I have attempted to use a list comprehension with conditional statements. However, the code gives me a Type Error "in requires string as left operand, not bool".
import pandas as pd
feature_list = ['a', 'b']
x = pd.DataFrame({"data_a":[1,2,3], "data_b":[1,2,3], "data_c":[1,2,3]})
numerical_index_list = [x.columns.get_loc(a) for a in [b for b in list(x.columns) if any(c for c in feature_list) in b]]
Would anybody be able to help me get a conditional list comprehension that will give me a list of columns that contain the strings a and b ["data_a", "data_b"]?
You could use feature_list
as a set
and see if that and the column name intersect. This seems to be the approach you're trying for; although I believe this is faulty as the word data has a in it therefore all pass that test.

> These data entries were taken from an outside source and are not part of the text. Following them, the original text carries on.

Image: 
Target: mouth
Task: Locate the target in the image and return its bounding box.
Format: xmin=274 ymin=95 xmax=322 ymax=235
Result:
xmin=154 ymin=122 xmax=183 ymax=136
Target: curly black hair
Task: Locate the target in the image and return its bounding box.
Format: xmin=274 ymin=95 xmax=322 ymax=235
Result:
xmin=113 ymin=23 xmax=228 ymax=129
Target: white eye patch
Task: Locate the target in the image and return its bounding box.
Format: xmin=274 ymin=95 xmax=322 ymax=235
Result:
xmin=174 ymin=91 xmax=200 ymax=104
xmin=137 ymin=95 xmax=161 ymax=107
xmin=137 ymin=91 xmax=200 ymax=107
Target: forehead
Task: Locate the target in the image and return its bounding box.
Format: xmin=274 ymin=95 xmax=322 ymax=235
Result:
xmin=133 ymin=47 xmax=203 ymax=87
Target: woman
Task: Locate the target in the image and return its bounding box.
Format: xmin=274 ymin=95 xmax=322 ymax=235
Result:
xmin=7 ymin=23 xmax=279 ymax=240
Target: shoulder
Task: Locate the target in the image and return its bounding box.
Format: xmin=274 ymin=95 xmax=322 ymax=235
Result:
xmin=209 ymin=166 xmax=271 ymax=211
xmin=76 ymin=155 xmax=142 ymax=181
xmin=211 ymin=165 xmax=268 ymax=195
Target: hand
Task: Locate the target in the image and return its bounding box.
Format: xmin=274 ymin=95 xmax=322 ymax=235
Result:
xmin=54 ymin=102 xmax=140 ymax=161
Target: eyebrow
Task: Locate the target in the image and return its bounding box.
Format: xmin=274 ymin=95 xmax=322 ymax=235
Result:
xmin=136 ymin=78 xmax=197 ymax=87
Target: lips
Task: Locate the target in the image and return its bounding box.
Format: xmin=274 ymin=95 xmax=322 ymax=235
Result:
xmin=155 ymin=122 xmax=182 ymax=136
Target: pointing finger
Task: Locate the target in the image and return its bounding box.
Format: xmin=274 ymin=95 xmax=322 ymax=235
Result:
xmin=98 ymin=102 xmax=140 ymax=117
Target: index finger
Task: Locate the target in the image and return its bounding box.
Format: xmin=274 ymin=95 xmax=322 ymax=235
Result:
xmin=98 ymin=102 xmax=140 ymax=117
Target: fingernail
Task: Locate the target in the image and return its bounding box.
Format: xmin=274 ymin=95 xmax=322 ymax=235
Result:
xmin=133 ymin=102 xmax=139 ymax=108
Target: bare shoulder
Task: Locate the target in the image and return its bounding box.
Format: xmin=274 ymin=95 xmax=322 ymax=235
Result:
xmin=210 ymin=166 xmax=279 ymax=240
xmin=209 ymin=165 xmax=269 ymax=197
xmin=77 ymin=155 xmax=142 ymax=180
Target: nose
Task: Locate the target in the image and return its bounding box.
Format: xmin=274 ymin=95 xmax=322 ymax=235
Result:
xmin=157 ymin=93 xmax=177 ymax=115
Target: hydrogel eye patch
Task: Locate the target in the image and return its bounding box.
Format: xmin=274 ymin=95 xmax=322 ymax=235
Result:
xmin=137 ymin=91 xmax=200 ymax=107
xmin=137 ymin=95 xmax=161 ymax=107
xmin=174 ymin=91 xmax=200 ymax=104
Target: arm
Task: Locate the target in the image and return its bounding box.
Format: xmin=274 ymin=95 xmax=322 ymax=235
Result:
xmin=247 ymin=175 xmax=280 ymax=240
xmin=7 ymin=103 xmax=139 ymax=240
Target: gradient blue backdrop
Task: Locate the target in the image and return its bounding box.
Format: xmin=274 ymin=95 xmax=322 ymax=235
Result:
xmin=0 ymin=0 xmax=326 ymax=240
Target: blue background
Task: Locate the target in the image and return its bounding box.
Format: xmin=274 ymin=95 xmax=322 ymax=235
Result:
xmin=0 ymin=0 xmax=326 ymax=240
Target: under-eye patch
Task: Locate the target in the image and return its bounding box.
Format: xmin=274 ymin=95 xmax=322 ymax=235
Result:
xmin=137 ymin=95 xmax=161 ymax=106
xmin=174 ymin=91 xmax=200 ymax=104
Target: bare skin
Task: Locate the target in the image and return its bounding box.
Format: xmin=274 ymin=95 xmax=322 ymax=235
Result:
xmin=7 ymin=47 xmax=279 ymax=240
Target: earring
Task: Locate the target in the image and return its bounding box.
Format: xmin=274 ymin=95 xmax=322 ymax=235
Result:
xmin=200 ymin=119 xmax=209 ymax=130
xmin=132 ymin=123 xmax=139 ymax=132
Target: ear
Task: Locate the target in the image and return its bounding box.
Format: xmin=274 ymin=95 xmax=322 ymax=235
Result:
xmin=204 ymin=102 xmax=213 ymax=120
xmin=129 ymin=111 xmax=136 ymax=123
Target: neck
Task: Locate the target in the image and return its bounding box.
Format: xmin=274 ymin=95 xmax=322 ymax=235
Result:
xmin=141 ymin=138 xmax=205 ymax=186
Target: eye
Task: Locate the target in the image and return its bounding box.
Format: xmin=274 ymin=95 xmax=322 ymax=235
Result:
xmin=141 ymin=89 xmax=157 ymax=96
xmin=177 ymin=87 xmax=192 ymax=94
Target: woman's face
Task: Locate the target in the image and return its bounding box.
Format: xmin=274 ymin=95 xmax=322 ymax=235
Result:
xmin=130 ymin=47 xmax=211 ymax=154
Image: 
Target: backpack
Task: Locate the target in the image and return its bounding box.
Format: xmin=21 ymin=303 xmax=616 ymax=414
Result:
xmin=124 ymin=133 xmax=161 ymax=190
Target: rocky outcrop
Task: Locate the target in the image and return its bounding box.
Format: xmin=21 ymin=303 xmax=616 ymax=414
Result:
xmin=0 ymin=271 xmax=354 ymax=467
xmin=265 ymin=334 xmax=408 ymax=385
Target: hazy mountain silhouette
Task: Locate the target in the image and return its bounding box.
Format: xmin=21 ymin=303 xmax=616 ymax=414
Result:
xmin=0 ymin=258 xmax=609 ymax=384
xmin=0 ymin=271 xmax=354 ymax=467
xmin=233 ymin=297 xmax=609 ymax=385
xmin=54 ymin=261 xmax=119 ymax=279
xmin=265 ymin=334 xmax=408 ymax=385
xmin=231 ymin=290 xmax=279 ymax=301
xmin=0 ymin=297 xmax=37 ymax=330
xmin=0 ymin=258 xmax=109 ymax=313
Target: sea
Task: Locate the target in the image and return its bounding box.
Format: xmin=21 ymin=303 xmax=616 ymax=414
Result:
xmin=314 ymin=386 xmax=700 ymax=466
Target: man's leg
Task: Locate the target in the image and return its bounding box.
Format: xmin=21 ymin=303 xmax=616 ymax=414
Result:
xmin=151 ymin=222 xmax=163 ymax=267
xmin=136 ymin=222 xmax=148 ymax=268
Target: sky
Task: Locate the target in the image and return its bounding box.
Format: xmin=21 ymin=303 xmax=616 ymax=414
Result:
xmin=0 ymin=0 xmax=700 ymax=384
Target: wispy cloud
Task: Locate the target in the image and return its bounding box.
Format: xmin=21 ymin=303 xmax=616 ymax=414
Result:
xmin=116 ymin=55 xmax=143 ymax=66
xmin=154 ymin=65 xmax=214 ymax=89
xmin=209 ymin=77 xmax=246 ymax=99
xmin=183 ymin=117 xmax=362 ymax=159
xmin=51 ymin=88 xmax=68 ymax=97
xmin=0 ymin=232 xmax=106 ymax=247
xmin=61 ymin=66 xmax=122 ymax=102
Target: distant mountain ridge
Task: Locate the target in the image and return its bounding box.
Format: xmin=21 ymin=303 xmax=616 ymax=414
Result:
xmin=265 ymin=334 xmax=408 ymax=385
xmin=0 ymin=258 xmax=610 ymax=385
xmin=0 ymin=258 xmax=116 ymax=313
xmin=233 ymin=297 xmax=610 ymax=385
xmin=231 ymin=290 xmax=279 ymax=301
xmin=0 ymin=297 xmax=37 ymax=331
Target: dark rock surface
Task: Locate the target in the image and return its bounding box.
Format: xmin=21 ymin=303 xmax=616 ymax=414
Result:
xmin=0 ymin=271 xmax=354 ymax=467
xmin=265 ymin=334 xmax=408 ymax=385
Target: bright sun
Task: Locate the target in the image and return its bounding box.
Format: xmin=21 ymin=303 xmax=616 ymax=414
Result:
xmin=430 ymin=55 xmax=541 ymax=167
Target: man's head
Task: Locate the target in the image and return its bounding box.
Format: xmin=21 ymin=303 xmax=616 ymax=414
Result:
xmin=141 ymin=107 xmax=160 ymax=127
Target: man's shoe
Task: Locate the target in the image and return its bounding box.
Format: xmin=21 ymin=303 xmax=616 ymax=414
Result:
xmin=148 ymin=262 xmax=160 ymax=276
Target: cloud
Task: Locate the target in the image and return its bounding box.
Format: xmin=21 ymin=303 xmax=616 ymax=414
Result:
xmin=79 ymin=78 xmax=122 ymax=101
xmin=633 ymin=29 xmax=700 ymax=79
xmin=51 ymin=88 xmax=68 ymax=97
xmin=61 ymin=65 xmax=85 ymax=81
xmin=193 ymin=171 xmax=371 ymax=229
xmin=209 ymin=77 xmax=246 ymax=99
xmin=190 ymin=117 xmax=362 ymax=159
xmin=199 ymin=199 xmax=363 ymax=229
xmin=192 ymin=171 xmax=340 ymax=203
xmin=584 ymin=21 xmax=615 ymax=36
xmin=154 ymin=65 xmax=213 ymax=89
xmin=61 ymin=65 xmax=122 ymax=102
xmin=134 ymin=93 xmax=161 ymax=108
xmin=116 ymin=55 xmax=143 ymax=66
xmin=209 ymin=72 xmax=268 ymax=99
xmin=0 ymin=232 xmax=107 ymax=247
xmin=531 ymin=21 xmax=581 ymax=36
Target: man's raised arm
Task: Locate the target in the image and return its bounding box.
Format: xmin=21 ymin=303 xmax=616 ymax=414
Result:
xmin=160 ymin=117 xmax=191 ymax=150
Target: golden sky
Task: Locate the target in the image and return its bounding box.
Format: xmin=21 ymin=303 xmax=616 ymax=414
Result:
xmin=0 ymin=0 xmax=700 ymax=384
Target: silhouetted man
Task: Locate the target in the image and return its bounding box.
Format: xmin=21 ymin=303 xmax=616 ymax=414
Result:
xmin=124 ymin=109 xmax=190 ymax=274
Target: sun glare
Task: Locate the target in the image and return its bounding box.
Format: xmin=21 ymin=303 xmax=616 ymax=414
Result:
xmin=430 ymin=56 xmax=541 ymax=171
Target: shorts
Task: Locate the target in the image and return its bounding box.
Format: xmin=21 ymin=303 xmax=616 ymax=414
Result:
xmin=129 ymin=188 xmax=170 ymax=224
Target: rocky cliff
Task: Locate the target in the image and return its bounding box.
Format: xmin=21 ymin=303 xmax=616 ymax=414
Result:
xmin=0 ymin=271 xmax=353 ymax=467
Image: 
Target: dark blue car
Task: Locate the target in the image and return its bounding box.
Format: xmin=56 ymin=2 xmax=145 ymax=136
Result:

features = set(feature_list)
cols = x.columns
[cols.get_loc(c) for c in cols if features.intersection(c)]
#[0, 1, 2]
Maybe use a better method of determining if column is a subset of feature_list
? Something like if c[-1] in features
? This way only the first 2 pass and the last won't as c isn't in feature_list
.
[cols.get_loc(c) for c in cols if c[-1] in feature_list]
#[0, 1]
Or more relevant to your comment just remove "data_"
from the column name and use the first method.
[cols.get_loc(c) for c in cols if features.intersection('_'.join(c.split('_')[1:]))]
#[0, 1]